I’ve just been adding/removing some players and instruments that are in my project. There’s always an “annoying” delay after clicking OK/delete while the computer processes what I assume is the vertical spacing.

This leads me to ask a probably silly question: is it really necessary for all the pages in a Layout to be available to view and therefore need to be processed? I feel, much like Print mode, that this isn’t necessary and that I only ever care to view the first page of the Layout I’m looking at.

Would this speed things up significantly? Does anyone else ever need to view eg the last page of a Layout whilst in Setup mode?

If you’ve got 60 flows in a project and you can’t remember whether it’s the 59th or the 60th you want to include in whichever layout, then yes, you might need to see the last page, and you might not want to switch away from Setup mode.

(This is a real life scenario I’ve found myself in, albeit thankfully not this year.)

I’m currently working on a piece that has lots of little Flows, just 3 or 10 bars each. There’s several on each page. I’m looking in Galley View in Setup mode, to work out which Flow is which, because they are all just “Flow 18”. I need to make sure I delete/duplicate the right one!

I sometimes use Setup mode as a way to navigate between Flows. Select the Flow, and the display jumps to it.

It’s a nice idea, to possibly move some layout calculations to background processing, but I know it is not the Dorico way. (And it was not the Sibelius way either.) In the early days of Finale (1989) I spent one-third to one-half of my time waiting for the screen to redraw. At my request (and no doubt many others) they managed to allow screen drawing to be interrupted by user input in many cases.

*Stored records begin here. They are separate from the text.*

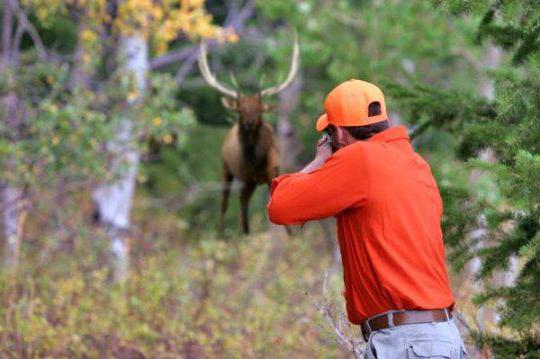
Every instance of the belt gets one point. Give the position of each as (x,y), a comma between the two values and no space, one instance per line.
(401,317)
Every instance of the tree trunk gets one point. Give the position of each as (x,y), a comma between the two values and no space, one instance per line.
(288,143)
(11,200)
(113,200)
(486,316)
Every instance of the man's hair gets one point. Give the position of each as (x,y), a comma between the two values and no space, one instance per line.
(365,132)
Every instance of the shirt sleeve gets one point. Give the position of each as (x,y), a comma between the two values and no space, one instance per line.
(340,183)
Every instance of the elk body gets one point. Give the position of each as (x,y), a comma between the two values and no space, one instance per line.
(250,150)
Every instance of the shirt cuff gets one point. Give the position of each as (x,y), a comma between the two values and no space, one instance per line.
(277,181)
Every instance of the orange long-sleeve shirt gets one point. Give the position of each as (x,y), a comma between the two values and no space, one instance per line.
(388,210)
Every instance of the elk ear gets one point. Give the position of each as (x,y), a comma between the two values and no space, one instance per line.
(268,108)
(229,103)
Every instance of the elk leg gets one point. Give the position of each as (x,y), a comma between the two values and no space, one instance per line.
(227,180)
(245,195)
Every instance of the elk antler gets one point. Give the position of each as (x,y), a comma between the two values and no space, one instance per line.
(292,72)
(207,73)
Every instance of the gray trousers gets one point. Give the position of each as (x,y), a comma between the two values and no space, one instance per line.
(427,340)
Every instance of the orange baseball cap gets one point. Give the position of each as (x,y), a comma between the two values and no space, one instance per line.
(347,105)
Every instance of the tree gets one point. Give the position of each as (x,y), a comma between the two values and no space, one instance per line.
(508,125)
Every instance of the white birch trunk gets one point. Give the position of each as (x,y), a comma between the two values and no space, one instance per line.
(11,202)
(114,199)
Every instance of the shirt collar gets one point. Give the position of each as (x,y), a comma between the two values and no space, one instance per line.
(392,134)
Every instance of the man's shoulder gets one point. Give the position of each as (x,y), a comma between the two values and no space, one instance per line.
(356,149)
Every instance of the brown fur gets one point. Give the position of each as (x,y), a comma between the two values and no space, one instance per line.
(249,153)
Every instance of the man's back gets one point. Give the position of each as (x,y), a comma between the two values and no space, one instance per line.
(393,242)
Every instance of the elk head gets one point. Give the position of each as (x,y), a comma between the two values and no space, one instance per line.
(248,107)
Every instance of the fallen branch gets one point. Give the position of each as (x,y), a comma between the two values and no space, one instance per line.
(340,326)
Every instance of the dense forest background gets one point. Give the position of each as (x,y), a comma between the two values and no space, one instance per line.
(110,170)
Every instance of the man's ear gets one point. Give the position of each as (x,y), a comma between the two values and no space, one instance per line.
(268,108)
(341,135)
(229,103)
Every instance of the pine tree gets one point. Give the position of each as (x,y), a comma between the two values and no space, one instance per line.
(509,126)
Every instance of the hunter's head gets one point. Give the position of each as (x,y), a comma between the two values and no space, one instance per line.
(355,110)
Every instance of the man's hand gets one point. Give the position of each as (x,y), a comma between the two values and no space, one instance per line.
(323,151)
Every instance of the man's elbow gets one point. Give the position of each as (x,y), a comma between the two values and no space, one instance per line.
(279,213)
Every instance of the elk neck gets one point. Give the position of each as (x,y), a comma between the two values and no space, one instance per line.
(249,139)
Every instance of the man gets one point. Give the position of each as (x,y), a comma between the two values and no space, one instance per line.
(388,210)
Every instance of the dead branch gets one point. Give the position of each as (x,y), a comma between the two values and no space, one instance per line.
(30,29)
(337,321)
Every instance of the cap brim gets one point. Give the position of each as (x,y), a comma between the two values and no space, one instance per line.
(322,123)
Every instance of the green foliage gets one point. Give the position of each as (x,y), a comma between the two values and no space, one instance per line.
(509,127)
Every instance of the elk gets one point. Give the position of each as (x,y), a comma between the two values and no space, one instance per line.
(250,151)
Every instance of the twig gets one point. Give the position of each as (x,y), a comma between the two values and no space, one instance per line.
(30,29)
(337,321)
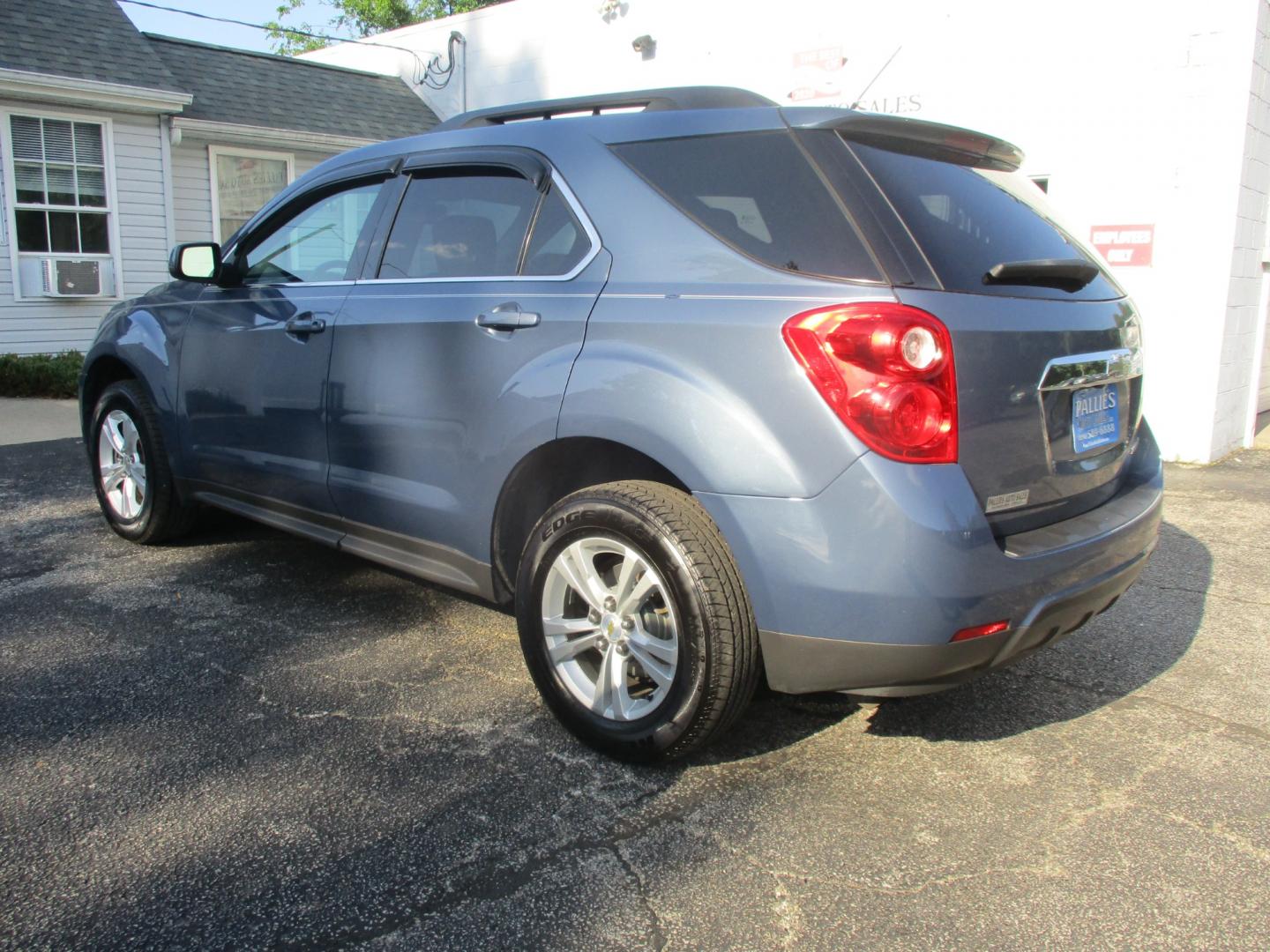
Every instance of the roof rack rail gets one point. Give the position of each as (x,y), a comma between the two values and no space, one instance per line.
(652,100)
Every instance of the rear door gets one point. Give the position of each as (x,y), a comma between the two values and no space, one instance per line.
(1048,368)
(451,357)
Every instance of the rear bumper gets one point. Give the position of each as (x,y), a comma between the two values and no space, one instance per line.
(798,664)
(863,587)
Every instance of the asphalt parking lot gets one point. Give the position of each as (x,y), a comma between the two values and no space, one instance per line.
(250,741)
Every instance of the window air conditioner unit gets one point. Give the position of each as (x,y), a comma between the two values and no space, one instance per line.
(69,279)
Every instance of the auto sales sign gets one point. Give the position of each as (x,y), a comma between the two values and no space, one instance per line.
(1124,244)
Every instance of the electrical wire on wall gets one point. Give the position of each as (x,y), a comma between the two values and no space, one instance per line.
(437,77)
(430,74)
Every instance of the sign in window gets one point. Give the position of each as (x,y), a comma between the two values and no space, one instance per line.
(243,183)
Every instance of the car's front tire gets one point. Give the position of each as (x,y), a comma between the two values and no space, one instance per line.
(131,471)
(634,621)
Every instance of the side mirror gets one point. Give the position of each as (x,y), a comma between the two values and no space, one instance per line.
(198,260)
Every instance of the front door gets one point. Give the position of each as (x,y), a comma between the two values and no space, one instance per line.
(256,355)
(451,361)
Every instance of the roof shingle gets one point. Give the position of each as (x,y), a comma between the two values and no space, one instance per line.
(279,92)
(89,40)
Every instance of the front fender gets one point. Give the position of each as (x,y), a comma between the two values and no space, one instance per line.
(144,335)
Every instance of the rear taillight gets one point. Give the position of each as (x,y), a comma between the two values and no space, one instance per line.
(886,371)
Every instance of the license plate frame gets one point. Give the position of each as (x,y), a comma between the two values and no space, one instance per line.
(1095,418)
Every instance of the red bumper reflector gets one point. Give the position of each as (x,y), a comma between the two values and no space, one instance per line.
(978,631)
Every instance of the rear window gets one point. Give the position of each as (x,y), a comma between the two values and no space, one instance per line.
(756,192)
(968,219)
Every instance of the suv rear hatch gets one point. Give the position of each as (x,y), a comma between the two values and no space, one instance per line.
(1045,344)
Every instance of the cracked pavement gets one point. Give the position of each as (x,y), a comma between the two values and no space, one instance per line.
(250,741)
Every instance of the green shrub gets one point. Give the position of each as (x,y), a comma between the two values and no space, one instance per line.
(41,375)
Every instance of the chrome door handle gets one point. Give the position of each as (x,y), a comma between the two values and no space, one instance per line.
(508,316)
(305,324)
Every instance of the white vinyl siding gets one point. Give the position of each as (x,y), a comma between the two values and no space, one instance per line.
(138,238)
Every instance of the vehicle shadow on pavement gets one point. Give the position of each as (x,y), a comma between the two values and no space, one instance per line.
(1116,654)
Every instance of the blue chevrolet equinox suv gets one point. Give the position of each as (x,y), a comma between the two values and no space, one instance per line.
(712,390)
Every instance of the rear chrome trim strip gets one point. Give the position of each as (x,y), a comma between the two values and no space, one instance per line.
(1090,369)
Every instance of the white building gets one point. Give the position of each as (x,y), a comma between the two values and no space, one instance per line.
(1149,121)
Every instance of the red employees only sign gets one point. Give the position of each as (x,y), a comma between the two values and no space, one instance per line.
(1124,244)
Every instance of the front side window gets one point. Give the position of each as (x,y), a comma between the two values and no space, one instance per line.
(60,185)
(460,227)
(243,182)
(557,242)
(317,242)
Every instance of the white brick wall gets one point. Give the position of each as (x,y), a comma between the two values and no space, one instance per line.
(1244,331)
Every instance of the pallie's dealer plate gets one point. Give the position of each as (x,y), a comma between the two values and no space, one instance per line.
(1095,418)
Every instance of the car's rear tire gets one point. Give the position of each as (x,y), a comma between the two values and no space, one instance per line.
(131,471)
(634,621)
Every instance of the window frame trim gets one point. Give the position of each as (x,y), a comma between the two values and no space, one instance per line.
(11,213)
(217,150)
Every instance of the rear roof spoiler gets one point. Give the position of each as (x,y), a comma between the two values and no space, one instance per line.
(929,138)
(651,100)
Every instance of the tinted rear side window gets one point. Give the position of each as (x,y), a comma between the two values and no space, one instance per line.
(758,193)
(557,242)
(968,219)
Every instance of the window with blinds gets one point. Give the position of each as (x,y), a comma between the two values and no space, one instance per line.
(61,202)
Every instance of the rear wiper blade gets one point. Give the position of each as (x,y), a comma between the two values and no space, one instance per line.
(1062,273)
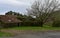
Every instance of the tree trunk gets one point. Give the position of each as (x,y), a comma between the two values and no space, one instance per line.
(41,24)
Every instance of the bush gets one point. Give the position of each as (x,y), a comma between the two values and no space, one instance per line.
(56,23)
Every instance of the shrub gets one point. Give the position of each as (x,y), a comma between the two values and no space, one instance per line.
(56,23)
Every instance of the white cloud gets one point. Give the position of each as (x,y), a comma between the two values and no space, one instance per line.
(16,5)
(16,2)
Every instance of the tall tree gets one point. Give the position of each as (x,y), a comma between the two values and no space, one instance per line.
(43,9)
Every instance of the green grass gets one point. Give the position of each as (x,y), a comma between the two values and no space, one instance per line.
(35,28)
(4,34)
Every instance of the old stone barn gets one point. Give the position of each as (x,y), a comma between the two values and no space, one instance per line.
(9,21)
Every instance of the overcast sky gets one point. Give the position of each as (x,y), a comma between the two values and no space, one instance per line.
(14,5)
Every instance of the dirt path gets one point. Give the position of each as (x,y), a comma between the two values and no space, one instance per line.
(31,34)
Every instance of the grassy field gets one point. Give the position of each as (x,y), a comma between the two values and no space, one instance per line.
(5,34)
(35,28)
(28,29)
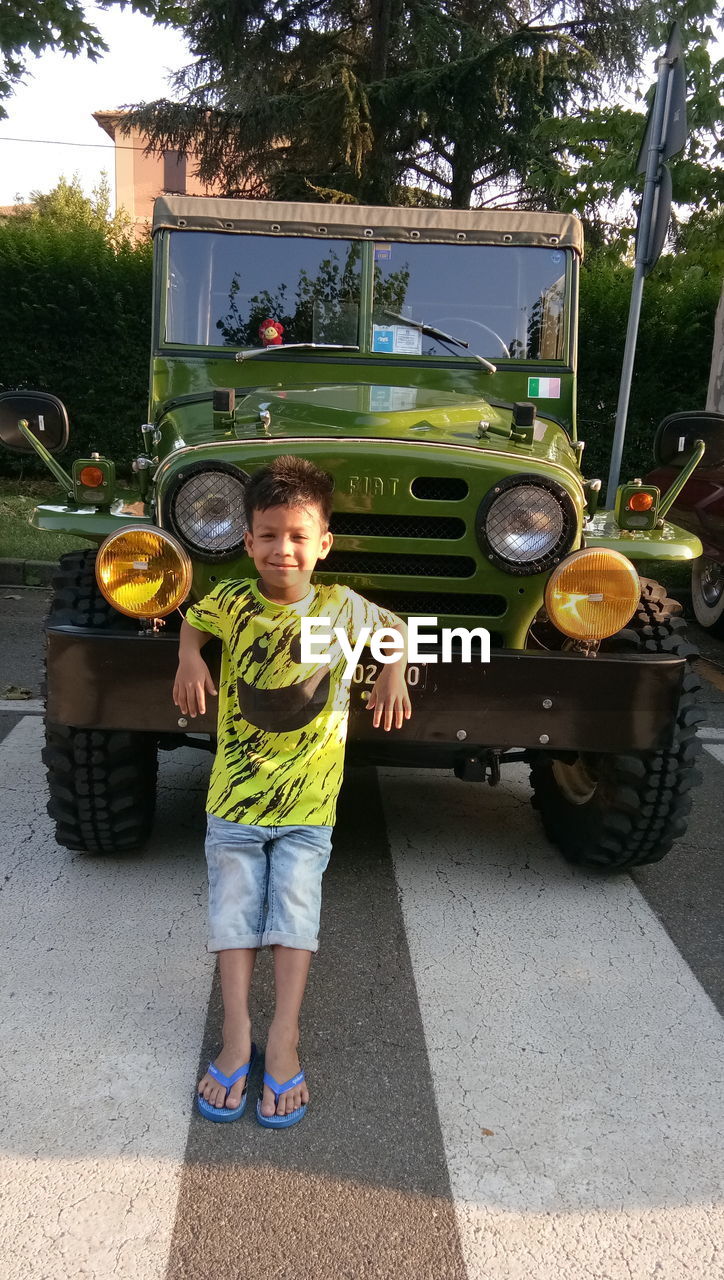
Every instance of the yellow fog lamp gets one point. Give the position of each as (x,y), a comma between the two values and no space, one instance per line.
(592,594)
(143,571)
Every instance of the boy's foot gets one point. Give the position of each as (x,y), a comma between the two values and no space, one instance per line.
(229,1060)
(282,1061)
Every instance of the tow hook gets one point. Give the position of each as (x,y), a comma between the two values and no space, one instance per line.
(479,767)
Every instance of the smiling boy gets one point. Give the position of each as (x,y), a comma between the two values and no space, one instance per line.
(276,772)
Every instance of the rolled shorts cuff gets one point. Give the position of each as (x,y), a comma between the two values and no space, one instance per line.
(242,941)
(274,938)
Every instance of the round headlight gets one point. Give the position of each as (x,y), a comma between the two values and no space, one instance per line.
(526,524)
(143,572)
(592,594)
(206,510)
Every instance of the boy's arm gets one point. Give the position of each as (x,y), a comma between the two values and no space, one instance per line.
(389,698)
(193,679)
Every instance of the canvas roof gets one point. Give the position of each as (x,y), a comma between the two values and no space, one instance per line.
(376,223)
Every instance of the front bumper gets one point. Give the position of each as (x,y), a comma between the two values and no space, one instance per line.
(555,702)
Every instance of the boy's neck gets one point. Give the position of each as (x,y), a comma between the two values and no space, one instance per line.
(285,594)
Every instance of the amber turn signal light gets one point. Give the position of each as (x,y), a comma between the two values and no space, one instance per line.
(640,501)
(143,571)
(592,594)
(91,476)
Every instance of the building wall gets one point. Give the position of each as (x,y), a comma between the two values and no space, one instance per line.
(140,178)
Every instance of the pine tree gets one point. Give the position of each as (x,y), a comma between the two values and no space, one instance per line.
(362,101)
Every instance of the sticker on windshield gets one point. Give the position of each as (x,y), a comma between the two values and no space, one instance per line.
(397,338)
(407,341)
(544,388)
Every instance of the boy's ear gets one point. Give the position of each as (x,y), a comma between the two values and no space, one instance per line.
(325,545)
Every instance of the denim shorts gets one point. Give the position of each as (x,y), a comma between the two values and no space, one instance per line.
(265,885)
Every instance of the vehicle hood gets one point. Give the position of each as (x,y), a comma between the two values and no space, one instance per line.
(369,411)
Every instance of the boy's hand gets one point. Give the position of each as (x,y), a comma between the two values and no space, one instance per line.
(390,698)
(193,681)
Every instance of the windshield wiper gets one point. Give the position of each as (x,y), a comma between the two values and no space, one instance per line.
(441,337)
(293,346)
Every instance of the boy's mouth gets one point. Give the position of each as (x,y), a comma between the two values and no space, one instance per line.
(280,711)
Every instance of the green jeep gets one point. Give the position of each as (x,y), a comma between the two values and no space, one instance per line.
(427,360)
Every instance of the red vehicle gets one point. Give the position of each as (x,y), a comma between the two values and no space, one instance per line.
(699,507)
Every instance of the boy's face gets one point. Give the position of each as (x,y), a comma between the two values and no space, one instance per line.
(285,543)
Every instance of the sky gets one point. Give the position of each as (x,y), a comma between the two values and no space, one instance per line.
(51,113)
(56,104)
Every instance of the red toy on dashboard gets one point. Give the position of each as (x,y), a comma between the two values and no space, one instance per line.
(270,333)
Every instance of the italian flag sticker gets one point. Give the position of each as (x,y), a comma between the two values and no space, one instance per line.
(544,388)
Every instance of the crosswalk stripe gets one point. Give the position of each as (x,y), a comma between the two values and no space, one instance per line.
(577,1063)
(102,1015)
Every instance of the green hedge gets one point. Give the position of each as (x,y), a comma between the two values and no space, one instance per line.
(76,318)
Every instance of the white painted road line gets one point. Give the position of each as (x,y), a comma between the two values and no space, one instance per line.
(102,1010)
(577,1063)
(710,734)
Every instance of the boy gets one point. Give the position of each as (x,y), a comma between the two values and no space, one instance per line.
(276,772)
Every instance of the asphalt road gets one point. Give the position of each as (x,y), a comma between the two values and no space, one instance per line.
(516,1066)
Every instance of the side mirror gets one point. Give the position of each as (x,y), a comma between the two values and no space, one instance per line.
(45,416)
(677,434)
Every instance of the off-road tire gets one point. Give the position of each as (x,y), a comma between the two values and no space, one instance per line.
(640,801)
(101,782)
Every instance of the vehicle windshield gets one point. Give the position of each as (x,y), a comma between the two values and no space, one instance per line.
(424,300)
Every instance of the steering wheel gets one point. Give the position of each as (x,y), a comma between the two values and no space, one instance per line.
(479,325)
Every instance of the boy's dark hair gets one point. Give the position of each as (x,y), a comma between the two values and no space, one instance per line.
(289,481)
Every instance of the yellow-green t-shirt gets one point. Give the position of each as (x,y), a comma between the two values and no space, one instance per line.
(282,723)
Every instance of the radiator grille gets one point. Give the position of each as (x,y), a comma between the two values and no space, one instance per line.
(439,488)
(397,526)
(409,566)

But processors are many orders of magnitude faster now, and background threading is (afaik) a whole different approach that might not be feasible in the Qt environment. (I’m talking beyond my knowledge here, so I’ll stop.)

Sorry to say, Mark, but you probably should have stopped before you even started. Dorico is fully multi-threaded. It’s designed into the architecture of the application from the bottom up.

Wrong terminology, sorry. But the important thing to me is that you don’t leave things like layout to be calculated later, or on-demand. That is correct, yes?

Having the screen display information that is ‘out of date’, while still allowing you to make edits is a recipe for error.

It’s not clear whether you think this is a good thing, or not. Finale is perhaps unique in still having the option to suspend “Automatic Layout Update”, so that changes you make DON’T get reflected in the displayed score. There’s also a manual “Update Layout” and even a “Redraw Screen” command.

I’d submit that both of those are necessities from a bygone era. Nowadays, we are much more expectant of instant results; though I too remember waiting minutes for Finale to redraw, and for Photoshop to run plug-ins, and for PostScript to be compiled for printing.
Even if Dorico takes some time to process things, then the way for the devs to deal with it is optimizing the algorithms, not implementing manual supervision.

I can see where you are coming from, but there are times, like when setting up a new project, where I know that I will do many time-consuming operations in succession, where the displayed layout is not important at all. I will add players, rearrange them, duplicate layouts, all this basic stuff where some sort of “please wait with updating until I’m finished” might be a more viable - and less frustrating - option.
From a UI perspective it might be easier to do this initial shuffling around in a popup window, so the layouting process starts when I have done my part and klick “Apply”?

Exactly, at least in terms of the technology used. On the other hand, Estigy’s point too.